Ce que je veux dire, c’est qu’il y a une imposture immense qui entoure depuis longtemps les luttes pour la dignité humaine et la liberté. Il semblerait qu’en Europe et aussi ailleurs, les gens aient rejoint les mouvements de gauche non pas pour la plénitude des valeurs d’humanité, de liberté et de dignité que portaient ces mouvements, mais parce que c’était un ancrage pour défendre leurs "particularités". Et une fois que ces particularités ont pris le dessus, il ne reste plus de disponibilité pour la dignité, la liberté et l’humanité.

Comme j’habite dans un shithole, il m’est plus aisé de voir l’imposture de ceux qui parlent au nom de la liberté et de la dignité humaine. Aujourd’hui, si le thème violences policières occupe une grande place dans les médias, ce n’est pas parce que la dignité humaine et la liberté ont été atteintes, mais parce que des Blancs ont été tabassés, éborgnés et estropiés dans les manifestations qu’on en parle.
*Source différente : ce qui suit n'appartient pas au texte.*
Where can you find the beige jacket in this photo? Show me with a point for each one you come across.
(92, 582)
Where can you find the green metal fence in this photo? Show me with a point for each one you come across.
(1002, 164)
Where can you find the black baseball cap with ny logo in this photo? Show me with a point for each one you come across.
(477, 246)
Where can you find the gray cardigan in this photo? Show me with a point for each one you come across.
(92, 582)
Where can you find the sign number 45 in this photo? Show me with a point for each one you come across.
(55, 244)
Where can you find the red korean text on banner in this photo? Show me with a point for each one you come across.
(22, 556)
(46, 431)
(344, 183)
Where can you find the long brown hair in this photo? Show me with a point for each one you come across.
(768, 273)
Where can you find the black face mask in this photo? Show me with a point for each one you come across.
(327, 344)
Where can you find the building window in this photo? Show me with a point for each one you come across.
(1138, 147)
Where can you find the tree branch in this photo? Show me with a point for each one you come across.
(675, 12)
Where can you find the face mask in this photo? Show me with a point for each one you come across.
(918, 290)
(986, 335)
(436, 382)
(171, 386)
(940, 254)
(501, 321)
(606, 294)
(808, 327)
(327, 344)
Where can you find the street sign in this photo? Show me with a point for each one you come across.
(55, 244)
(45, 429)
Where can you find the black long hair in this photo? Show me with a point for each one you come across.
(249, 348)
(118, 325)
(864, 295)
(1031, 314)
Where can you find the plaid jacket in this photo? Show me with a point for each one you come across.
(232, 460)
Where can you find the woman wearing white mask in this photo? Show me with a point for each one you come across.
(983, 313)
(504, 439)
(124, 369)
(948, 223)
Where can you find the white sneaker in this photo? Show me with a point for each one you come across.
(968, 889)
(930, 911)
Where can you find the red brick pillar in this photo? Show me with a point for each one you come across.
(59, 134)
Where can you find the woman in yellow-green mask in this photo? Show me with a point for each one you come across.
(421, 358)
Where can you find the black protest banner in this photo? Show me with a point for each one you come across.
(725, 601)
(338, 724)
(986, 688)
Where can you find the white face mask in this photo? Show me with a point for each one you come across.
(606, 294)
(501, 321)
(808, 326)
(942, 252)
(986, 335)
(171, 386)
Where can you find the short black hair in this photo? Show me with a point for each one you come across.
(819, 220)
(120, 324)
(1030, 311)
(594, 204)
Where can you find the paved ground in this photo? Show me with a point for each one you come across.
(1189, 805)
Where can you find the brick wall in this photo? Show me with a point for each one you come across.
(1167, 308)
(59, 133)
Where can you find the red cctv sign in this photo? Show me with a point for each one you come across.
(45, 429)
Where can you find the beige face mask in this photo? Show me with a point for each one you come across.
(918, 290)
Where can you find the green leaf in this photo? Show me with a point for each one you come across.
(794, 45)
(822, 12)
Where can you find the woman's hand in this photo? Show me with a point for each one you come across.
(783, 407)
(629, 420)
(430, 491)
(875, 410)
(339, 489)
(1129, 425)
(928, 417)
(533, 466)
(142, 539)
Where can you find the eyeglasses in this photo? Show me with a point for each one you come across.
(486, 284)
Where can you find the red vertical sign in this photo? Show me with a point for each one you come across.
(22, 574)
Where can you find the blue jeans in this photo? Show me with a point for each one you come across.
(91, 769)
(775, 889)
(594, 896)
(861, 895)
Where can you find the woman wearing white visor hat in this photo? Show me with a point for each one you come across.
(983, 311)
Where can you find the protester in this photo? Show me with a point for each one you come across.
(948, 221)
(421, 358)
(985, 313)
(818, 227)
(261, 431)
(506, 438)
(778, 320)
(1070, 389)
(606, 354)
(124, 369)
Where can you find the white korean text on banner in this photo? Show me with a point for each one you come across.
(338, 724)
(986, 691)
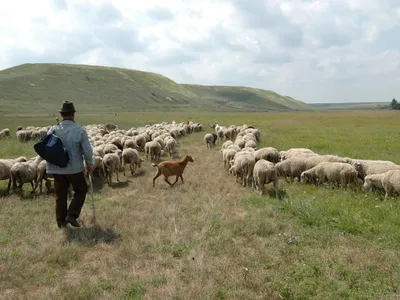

Si le monde était plus sensible aux violations des droits humains et plus disponible pour s’indigner des violations de la dignité humaine, indépendamment des considérations de genre, de couleur et de patrie, il y aurait moins de violations des droits humains dans le monde.

Qu’on arrête avec les impostures et les enfumages, l’humanité étouffera moins.